New Delhi: The income tax (I-T) department has informed about 120 startups that they are exempt from paying taxes on funds raised from angel investors.
The intimation, sent to startups in the last few days under a new scheme announced in February, brings to an end a major tax problem faced by new-age firms that have been wrongly caught in an anti-evasion provision in the Income Tax Act.
The communication from the tax department acknowledging the tax relief is especially helpful to startups that have already got tax notices for share premium that is higher than their fair value. They can now produce the intimation from the Central Board of Direct Taxes (CBDT) before the tax officers who issued the notices. Wherever assessments have been completed and final tax demands are issued, the startups can produce the exemption certificates at the stage of appeals to a higher authority within the tax department.

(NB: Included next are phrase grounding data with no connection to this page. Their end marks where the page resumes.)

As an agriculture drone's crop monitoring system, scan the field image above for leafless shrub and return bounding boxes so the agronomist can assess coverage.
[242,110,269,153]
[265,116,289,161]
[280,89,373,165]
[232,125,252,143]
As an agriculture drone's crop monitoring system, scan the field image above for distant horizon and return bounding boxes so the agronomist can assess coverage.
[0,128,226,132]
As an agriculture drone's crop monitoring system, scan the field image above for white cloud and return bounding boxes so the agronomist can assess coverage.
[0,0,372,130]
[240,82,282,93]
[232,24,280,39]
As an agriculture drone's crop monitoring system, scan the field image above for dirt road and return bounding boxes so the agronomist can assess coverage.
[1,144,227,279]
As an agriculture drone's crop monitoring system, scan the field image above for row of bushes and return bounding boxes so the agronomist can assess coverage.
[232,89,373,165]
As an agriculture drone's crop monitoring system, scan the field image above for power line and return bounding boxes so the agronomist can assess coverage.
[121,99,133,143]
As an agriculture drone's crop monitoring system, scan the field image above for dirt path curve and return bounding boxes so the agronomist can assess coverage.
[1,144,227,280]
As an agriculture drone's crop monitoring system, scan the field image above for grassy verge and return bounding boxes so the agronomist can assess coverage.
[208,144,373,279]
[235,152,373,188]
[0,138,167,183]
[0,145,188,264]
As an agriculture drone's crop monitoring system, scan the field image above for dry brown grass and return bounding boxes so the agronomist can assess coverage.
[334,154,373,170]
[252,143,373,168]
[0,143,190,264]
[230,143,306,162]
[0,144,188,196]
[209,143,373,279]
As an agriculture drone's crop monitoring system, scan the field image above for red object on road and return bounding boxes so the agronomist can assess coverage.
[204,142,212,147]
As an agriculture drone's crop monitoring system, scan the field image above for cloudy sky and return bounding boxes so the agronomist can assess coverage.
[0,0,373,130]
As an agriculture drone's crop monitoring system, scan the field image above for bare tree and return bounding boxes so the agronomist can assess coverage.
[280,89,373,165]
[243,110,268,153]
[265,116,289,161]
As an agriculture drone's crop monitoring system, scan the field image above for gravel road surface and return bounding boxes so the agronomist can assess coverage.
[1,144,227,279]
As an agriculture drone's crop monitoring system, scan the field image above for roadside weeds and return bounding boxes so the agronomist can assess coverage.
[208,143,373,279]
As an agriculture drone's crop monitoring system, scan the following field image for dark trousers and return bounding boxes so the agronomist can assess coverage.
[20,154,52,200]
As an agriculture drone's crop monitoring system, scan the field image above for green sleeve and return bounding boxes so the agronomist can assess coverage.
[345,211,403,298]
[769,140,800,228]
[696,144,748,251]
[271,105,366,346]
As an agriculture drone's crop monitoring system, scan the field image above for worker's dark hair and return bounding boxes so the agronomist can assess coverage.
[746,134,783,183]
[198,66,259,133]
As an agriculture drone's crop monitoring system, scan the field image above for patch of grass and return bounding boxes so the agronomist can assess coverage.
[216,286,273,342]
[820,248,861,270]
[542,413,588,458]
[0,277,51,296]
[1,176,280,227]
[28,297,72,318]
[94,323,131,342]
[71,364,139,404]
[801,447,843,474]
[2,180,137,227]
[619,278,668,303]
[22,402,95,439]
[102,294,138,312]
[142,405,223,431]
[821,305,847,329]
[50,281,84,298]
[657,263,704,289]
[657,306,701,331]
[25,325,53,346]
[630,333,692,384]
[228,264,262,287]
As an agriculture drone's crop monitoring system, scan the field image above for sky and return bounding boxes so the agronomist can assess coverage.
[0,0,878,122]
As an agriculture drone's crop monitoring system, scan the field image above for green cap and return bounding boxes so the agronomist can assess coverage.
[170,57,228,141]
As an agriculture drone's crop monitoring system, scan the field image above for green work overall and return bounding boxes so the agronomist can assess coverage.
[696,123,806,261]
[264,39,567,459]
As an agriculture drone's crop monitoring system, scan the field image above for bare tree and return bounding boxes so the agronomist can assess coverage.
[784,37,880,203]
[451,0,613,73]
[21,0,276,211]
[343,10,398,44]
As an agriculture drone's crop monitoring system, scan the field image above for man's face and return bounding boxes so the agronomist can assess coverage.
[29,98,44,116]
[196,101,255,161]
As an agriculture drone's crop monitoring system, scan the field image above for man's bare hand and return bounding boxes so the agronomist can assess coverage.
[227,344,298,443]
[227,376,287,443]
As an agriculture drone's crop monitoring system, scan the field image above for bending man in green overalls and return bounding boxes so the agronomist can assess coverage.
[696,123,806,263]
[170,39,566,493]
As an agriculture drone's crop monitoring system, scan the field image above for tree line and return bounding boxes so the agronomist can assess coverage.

About 150 firms have applied for tax relief to startups announced in March, of whom 120 have so far received the tag of ‘startup’ eligible for tax relief, a person familiar with the development said on condition of anonymity. The remaining are likely to get the tag once certain flaws in their application are corrected, said the person. Under the new scheme, an entity is considered a startup eligible for tax relief for up to 10 years from the date of incorporation, up from the earlier seven years. The move is expected to encourage wealthy individuals to invest in startups, which receive capital at a premium on account of their innovative business model. As their physical assets do not justify high valuation, the anti-evasion provision in the Income Tax Act had led to many being questioned about the basis of such valuation.
Startups registered with the department for promotion of industry and internal trade will not be questioned about the share premium received in excess of fair market value, according to last month’s decision.
Section 56(2) (viib) of the Income Tax Act provides for taxation of such share premium.